Haug fährt mit einem Abschnitt zu den Grundrechten fort. Ein normales Lehrbuch würde jetzt die einzelnen Grundrechte auf ihren materiellen Gehalt hin untersuchen, hier jedoch entfällt dieser Part und es steht eher die Prüfung von bestimmten Grundrechtsarten im Vordergrund. Dazu werden die Grundrechte in Freiheits-, Gleichheits- und Justizgrundrechte aufgeteilt und abschließend in einer Tabelle aufgezählt. Nach den Prüfungsschemata zu den einzelnen Arten sowie zur Zulässigkeit einer Verfassungsbeschwerde werden in den Fällen Grundrechtsverletzungen geprüft. Hier werden mit Art. 3, 12 und 14 GG zwar die klausurrelevantesten Knackpunkte behandelt, für den Anfänger wäre es aber evtl. einfacher gewesen, zunächst einen leichteren Fall, z.B. aus dem Bereich des Art. 5 GG "vorgesetzt" zu bekommen.

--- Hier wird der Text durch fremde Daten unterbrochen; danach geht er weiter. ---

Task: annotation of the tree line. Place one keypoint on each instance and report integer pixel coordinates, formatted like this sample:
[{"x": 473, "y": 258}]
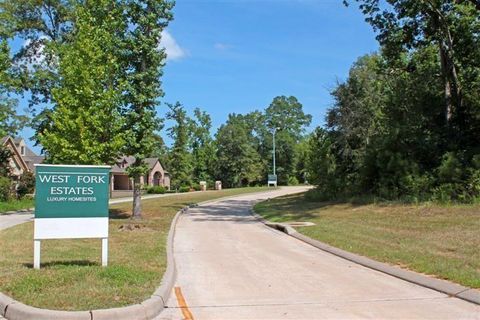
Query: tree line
[
  {"x": 240, "y": 152},
  {"x": 91, "y": 71}
]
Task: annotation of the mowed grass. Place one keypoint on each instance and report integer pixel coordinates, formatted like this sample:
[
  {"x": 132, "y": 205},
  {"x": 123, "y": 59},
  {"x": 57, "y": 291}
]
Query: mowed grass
[
  {"x": 14, "y": 205},
  {"x": 441, "y": 241},
  {"x": 71, "y": 277}
]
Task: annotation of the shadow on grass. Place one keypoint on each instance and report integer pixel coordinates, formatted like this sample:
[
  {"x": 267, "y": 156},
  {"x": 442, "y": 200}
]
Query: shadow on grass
[{"x": 77, "y": 263}]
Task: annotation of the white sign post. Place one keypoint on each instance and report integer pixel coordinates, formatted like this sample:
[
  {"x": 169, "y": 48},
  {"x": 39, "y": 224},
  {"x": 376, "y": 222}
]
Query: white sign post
[{"x": 71, "y": 202}]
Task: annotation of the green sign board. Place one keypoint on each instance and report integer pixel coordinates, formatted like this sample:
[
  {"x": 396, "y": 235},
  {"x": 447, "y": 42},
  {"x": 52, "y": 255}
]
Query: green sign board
[
  {"x": 71, "y": 191},
  {"x": 272, "y": 178}
]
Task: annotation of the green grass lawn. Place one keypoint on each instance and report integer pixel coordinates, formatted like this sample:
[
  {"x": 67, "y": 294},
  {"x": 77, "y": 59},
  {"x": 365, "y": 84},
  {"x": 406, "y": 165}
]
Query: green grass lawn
[
  {"x": 71, "y": 277},
  {"x": 442, "y": 241},
  {"x": 14, "y": 205}
]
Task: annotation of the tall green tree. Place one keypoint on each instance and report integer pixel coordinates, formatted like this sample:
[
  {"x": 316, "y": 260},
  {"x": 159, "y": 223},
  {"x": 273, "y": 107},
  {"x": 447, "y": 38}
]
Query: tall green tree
[
  {"x": 180, "y": 159},
  {"x": 146, "y": 21},
  {"x": 286, "y": 116},
  {"x": 452, "y": 27},
  {"x": 85, "y": 125},
  {"x": 10, "y": 121},
  {"x": 202, "y": 147}
]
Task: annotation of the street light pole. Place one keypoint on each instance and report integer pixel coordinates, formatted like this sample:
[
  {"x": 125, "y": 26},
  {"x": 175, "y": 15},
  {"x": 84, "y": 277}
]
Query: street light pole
[{"x": 274, "y": 169}]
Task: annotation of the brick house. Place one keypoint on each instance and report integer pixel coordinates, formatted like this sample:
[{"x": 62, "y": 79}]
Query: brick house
[
  {"x": 23, "y": 158},
  {"x": 156, "y": 175}
]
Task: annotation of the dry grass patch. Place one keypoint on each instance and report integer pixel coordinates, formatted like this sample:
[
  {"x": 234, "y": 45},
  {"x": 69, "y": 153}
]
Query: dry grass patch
[
  {"x": 71, "y": 277},
  {"x": 442, "y": 241}
]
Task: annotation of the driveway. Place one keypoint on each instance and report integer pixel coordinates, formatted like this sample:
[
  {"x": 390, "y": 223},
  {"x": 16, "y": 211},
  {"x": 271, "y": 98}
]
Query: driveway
[{"x": 230, "y": 266}]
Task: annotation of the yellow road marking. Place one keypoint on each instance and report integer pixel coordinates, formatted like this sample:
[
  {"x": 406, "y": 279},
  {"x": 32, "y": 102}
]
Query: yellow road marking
[{"x": 183, "y": 304}]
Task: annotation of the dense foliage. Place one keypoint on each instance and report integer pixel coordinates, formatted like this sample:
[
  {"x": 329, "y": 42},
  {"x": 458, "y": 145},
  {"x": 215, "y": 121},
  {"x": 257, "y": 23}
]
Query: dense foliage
[{"x": 406, "y": 122}]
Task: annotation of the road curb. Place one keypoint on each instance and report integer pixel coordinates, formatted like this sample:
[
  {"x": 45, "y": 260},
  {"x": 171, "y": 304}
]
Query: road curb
[
  {"x": 449, "y": 288},
  {"x": 146, "y": 310}
]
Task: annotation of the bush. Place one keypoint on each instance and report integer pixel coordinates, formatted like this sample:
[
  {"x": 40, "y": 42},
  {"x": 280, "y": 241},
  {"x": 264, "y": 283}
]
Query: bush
[
  {"x": 317, "y": 194},
  {"x": 446, "y": 192},
  {"x": 26, "y": 184},
  {"x": 5, "y": 189},
  {"x": 293, "y": 181},
  {"x": 156, "y": 190},
  {"x": 184, "y": 189}
]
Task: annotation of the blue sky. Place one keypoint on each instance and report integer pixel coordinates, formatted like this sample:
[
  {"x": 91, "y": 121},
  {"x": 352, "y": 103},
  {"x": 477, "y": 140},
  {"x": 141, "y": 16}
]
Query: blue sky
[{"x": 236, "y": 55}]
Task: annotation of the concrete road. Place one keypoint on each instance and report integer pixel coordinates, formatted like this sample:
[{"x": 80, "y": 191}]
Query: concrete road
[{"x": 232, "y": 267}]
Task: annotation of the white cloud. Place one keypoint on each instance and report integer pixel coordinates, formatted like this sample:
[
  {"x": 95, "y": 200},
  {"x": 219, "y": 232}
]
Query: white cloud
[{"x": 172, "y": 49}]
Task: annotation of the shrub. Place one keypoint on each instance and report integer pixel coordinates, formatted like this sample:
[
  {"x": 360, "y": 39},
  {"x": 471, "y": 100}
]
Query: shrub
[
  {"x": 26, "y": 184},
  {"x": 450, "y": 170},
  {"x": 5, "y": 189},
  {"x": 317, "y": 194},
  {"x": 184, "y": 189},
  {"x": 156, "y": 190}
]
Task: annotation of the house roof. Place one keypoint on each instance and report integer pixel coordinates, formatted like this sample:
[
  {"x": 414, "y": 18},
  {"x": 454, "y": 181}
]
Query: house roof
[{"x": 124, "y": 162}]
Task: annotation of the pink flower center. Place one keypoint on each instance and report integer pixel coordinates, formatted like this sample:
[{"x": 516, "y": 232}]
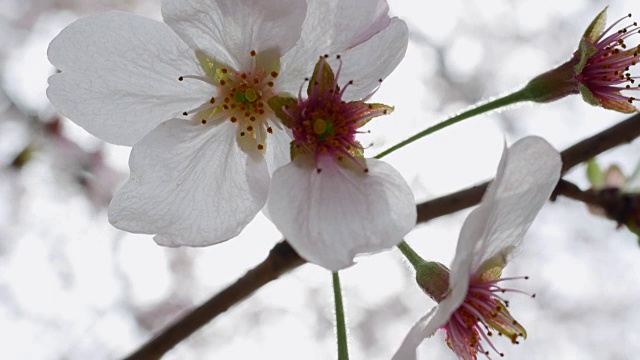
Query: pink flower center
[
  {"x": 606, "y": 72},
  {"x": 324, "y": 124},
  {"x": 482, "y": 310},
  {"x": 241, "y": 99}
]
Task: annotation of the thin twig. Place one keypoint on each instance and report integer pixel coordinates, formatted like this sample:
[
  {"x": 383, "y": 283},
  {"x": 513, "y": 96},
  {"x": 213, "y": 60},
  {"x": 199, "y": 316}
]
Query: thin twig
[{"x": 283, "y": 258}]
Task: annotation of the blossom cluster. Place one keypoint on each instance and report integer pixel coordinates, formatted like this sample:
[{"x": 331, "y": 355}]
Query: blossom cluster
[{"x": 212, "y": 103}]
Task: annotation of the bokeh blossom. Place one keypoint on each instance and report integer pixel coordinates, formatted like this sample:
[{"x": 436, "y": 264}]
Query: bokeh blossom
[
  {"x": 330, "y": 202},
  {"x": 618, "y": 195},
  {"x": 190, "y": 96},
  {"x": 599, "y": 69},
  {"x": 473, "y": 302}
]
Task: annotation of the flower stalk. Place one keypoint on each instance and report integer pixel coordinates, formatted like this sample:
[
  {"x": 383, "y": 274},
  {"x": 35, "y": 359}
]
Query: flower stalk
[
  {"x": 513, "y": 98},
  {"x": 341, "y": 327}
]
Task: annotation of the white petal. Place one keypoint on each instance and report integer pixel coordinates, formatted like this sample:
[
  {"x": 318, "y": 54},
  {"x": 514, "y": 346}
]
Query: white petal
[
  {"x": 331, "y": 216},
  {"x": 331, "y": 27},
  {"x": 191, "y": 185},
  {"x": 229, "y": 30},
  {"x": 382, "y": 53},
  {"x": 278, "y": 148},
  {"x": 119, "y": 76},
  {"x": 422, "y": 329},
  {"x": 527, "y": 174}
]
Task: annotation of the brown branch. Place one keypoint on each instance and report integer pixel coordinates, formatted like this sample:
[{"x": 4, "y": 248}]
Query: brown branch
[{"x": 283, "y": 258}]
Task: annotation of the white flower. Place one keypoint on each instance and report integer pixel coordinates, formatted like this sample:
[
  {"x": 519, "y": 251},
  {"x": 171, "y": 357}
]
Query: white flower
[
  {"x": 330, "y": 202},
  {"x": 190, "y": 96},
  {"x": 527, "y": 174}
]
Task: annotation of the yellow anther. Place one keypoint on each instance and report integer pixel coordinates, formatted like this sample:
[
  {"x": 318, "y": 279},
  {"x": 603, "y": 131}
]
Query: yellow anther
[
  {"x": 251, "y": 95},
  {"x": 319, "y": 126}
]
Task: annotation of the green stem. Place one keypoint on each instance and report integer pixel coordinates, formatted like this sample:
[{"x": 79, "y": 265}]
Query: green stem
[
  {"x": 341, "y": 327},
  {"x": 411, "y": 255},
  {"x": 518, "y": 96}
]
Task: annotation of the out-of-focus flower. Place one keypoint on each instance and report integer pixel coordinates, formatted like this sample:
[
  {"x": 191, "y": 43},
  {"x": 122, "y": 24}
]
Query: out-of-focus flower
[
  {"x": 190, "y": 95},
  {"x": 598, "y": 70},
  {"x": 618, "y": 196},
  {"x": 330, "y": 202},
  {"x": 471, "y": 301}
]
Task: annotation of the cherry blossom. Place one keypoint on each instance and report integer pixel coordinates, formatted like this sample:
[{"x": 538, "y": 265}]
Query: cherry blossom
[
  {"x": 330, "y": 202},
  {"x": 189, "y": 95},
  {"x": 473, "y": 302}
]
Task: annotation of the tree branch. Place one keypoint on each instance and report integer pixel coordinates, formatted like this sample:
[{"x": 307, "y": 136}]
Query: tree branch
[{"x": 283, "y": 258}]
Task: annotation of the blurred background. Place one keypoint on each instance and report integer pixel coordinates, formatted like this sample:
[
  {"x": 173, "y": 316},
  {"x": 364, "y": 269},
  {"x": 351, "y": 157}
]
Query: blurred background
[{"x": 73, "y": 287}]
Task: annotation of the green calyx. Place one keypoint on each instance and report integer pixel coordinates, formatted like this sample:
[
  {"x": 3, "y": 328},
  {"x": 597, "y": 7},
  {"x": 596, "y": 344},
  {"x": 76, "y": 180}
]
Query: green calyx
[
  {"x": 596, "y": 27},
  {"x": 433, "y": 278},
  {"x": 554, "y": 84}
]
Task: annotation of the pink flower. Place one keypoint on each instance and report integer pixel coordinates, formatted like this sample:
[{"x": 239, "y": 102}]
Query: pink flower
[
  {"x": 330, "y": 202},
  {"x": 473, "y": 302},
  {"x": 603, "y": 60}
]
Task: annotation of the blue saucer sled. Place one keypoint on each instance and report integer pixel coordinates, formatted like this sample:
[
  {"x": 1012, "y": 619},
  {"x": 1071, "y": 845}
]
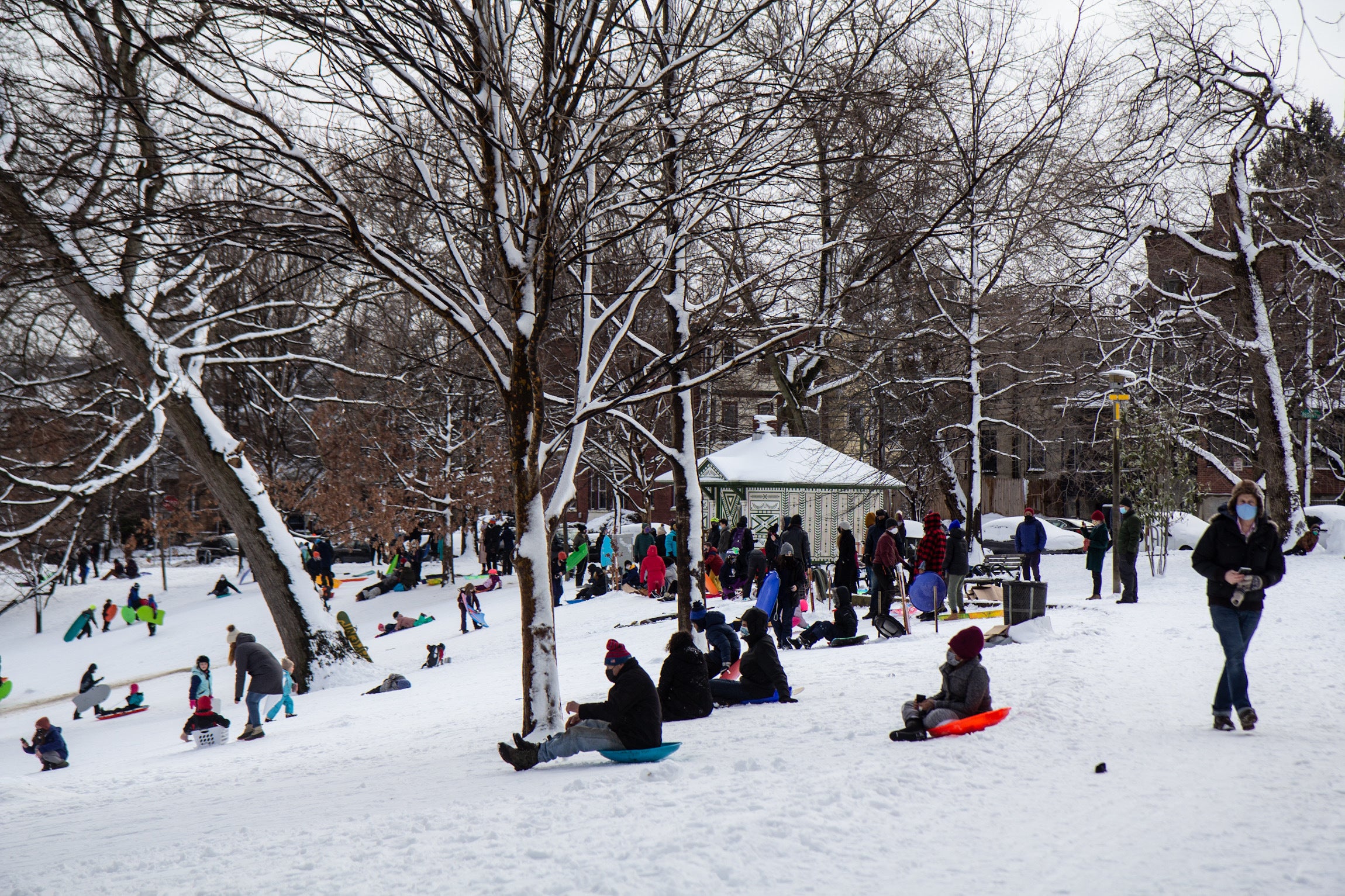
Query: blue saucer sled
[{"x": 653, "y": 754}]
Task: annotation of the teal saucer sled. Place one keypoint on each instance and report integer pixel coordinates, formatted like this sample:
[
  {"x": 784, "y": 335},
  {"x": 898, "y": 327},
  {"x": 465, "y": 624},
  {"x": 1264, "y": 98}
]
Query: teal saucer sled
[{"x": 653, "y": 754}]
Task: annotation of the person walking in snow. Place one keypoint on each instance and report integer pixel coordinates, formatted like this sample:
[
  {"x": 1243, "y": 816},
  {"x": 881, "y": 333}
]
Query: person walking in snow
[
  {"x": 631, "y": 718},
  {"x": 848, "y": 559},
  {"x": 725, "y": 646},
  {"x": 1240, "y": 556},
  {"x": 684, "y": 681},
  {"x": 1099, "y": 542},
  {"x": 250, "y": 659},
  {"x": 761, "y": 674},
  {"x": 956, "y": 565},
  {"x": 47, "y": 746},
  {"x": 1029, "y": 539},
  {"x": 88, "y": 683},
  {"x": 1127, "y": 550},
  {"x": 287, "y": 686},
  {"x": 202, "y": 683},
  {"x": 965, "y": 691}
]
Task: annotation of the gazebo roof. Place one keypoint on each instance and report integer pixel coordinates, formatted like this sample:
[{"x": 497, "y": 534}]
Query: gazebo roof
[{"x": 788, "y": 461}]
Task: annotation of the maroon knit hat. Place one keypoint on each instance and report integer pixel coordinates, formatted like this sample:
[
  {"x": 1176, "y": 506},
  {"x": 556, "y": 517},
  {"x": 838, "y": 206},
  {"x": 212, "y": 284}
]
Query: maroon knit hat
[
  {"x": 616, "y": 653},
  {"x": 967, "y": 642}
]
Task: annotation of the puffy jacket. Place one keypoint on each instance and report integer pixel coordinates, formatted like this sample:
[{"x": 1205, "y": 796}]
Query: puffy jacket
[
  {"x": 1223, "y": 548},
  {"x": 798, "y": 539},
  {"x": 761, "y": 672},
  {"x": 199, "y": 684},
  {"x": 684, "y": 686},
  {"x": 956, "y": 552},
  {"x": 966, "y": 688},
  {"x": 721, "y": 637},
  {"x": 1129, "y": 532},
  {"x": 631, "y": 708},
  {"x": 47, "y": 741},
  {"x": 653, "y": 573},
  {"x": 1030, "y": 537},
  {"x": 256, "y": 660}
]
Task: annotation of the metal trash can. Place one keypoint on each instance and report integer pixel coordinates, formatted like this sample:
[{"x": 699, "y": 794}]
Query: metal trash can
[{"x": 1024, "y": 601}]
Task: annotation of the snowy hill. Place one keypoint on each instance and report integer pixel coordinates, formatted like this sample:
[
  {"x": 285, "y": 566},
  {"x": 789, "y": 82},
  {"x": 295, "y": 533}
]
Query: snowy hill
[{"x": 404, "y": 791}]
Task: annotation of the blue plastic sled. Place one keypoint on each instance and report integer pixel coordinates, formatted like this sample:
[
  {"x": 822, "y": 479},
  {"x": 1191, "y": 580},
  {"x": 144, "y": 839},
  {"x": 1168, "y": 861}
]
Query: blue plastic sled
[
  {"x": 768, "y": 593},
  {"x": 927, "y": 591},
  {"x": 654, "y": 754}
]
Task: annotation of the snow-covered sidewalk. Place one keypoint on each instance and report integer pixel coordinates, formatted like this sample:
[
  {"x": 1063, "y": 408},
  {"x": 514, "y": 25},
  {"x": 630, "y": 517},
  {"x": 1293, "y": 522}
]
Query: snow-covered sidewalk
[{"x": 404, "y": 791}]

Nach einer kurzen Einführung wendet sich Haug im Kapitel zum Verwaltungsrecht sogleich dem Verwaltungsakt und seinen Merkmalen zu. Die Ausführungen zu den Tatbestandsmerkmalen werden wiederum nochmals in einer Tabelle zusammengefaßt. Fall 11 untersucht dann bestimmte Fallkonstellationen auf das Vorliegen eines Verwaltungsaktes hin. Das gleiche Vorgehen erfolgt zu den Nebenbestimmungen eines Verwaltungsaktes. Im Anschluß lernt der Leser die möglichen Fehlerquellen eines Verwaltungsaktes kennen, Haug orientiert sich also streng an den klausurrelevantesten Themen. Auch hier finden sich zu jeder Fallösung noch Anmerkungen am Rand, die die einzelnen Prüfungsschritte erläutern. Das Ende des Buches bildet ein Abschnitt zum Gerichtlichen Rechtsschutz, in dem Haug auf die Voraussetzungen der einzelnen verwaltungsrechtlichen Klagearten eingeht und diese mit Prüfungsschemata und den letzten vier Fällen abrundet.

Gesamteindruck:
Ein Lehrbuch zum Staatsorganisationsrecht oder Verwaltungsrecht ist oft recht theoretisch. Um dies auszugleichen, kann das vorliegende fallorientierte Buch wärmstens als Begleitlektüre empfohlen werden. Hier lernt der Leser den Aufbau einer Anfänger-Klausur im öffentlichen Recht von der Pike auf kennen und kann die erworbenen Fertigkeiten sogleich an Fällen erproben. Besonders zu erwähnen sind noch die Fußnoten, in denen keine ellenlange Auflistungen von Fundstellen zu Theorienstreits zu finden sind, sondern eine kommentierte Nennung passender Lehrbücher oder auch Tips für die Fallbearbeitung. Ein Konzept, das überzeugt.